Inconformado, o A. recorre e conclui:
1. A factualidade provada, e articulada, permite a condenação do R., ora recorrido;
2. Em sentido contrário, e no n/ entender mal, andou o Tribunal ao decidir, com base nas respostas aos temas de prova que, julgar improcedente a acção proposta pela ora recorrente contra o recorrido quanto à devolução ao A. do preço recebido pela venda de árvores ou no pagamento a este de qualquer quantia a título de indemnização;
3. De facto, nos termos do disposto no art. 662.º, n.º 1, als. a) e b), do NCPC, a decisão do Tribunal de 1.ª instância sobre a matéria de facto deve ser alterada se os factos tido como assentes, a prova produzida ou um documento superveniente impuserem decisão diversa;
4. Ora, nos presentes autos, todos os elementos de prova que foram produzidos e que serviram de base à decisão relativa à matéria de facto impõem decisão diversa. Cabe, por isso, fazer a impugnação da decisão nos termos do art. 640.º do NCPC.
5. Para chegar a tal decisão, fundamenta, sumariamente, o Mm.º Juiz a quo que, atenta a prova produzida, (e cita excertos da decisão recorrida).
6. Mais fundamenta que (de novo, cita parte da decisão recorrida).
7. Relativamente à factualidade não provada, entendeu o Mm.º Juiz resultar a mesma de «não se ter feito qualquer prova, ou sendo-o, ser insuficiente ou estar em contradição com os factos provados».
8. Ora, no n/ humilde entendimento, o Mm.º Juiz a quo, fez uma incorrecta apreciação da prova.

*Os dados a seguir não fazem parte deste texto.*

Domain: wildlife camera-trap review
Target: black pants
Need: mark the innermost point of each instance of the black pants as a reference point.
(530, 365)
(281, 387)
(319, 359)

9. De facto, salvo o devido respeito, não se nos afigura poder chegar àquelas conclusões em face daqueles depoimentos.
10. Senão vejamos.
11. O A. (…) afirmou que no ano seguinte à compra queimou-se tudo (2:45 - 2:51) e depois do incêndio ter passado, em 2006 quando lá foi (8:13 - 8:34), verificou que já lhe tinham cortado metade de uma propriedade antes daquele se ter dado (3:41 - 3:49). Nesse seguimento, quis saber quem tinha levado a madeira (10:27 - 11:33). Mais, afirmou que acabou por não vender nada porque quem lá foi levou a madeira cortada e a que estava por cortar (12:17 - 13:09). E que o próprio chegou a cortar alguma madeira das árvores queimadas. No seu parecer, na altura com a (re)venda da madeira nunca fariam menos de € 24/25.000,00, porque a tonelada estava nos cerca de € 40,00, com base num cálculo de vista (15:22 - 17:00). Perante instâncias do Mm.º Juiz, o A. afirmou ter-se visto sem a madeira cortada e sem a madeira queimada, sendo que este último facto é que o levou a interpor a acção (28:20 - 28:51). Repetiu, ainda, que só num terreno é que cortou a madeira (28:52 - 29:10), sendo que do bolo a parte que cortou corresponde a um quarto (29:40 - 30:29), tendo iniciado o corte da madeira (queimada) em Julho de 2006, com o filho e um rapaz (31:20 - 32:03).
12. A testemunha (…), aludiu que havia uma propriedade que já tinha sido cortada antes do incêndio, de tal forma que os cepos estavam queimados e havia rebentos queimados; outra propriedade não tinha sido cortada e tinha a madeira queimada (3:40 - 4:08). Começaram a cortar, derramar e empilhar numa propriedade (4:29 - 5:32). Mais acrescentou que foram à propriedade com o Amílcar, várias vezes (5:47 - 6:20). Por fim, referiu que na primeira propriedade que começaram a cortar já não havia madeira e nas outras propriedades também não (7:20 - 8:00), e que a madeira já cortada equivaleria a 1/3 da área total que o A., seu pai, comprou (15:22 - 16:25).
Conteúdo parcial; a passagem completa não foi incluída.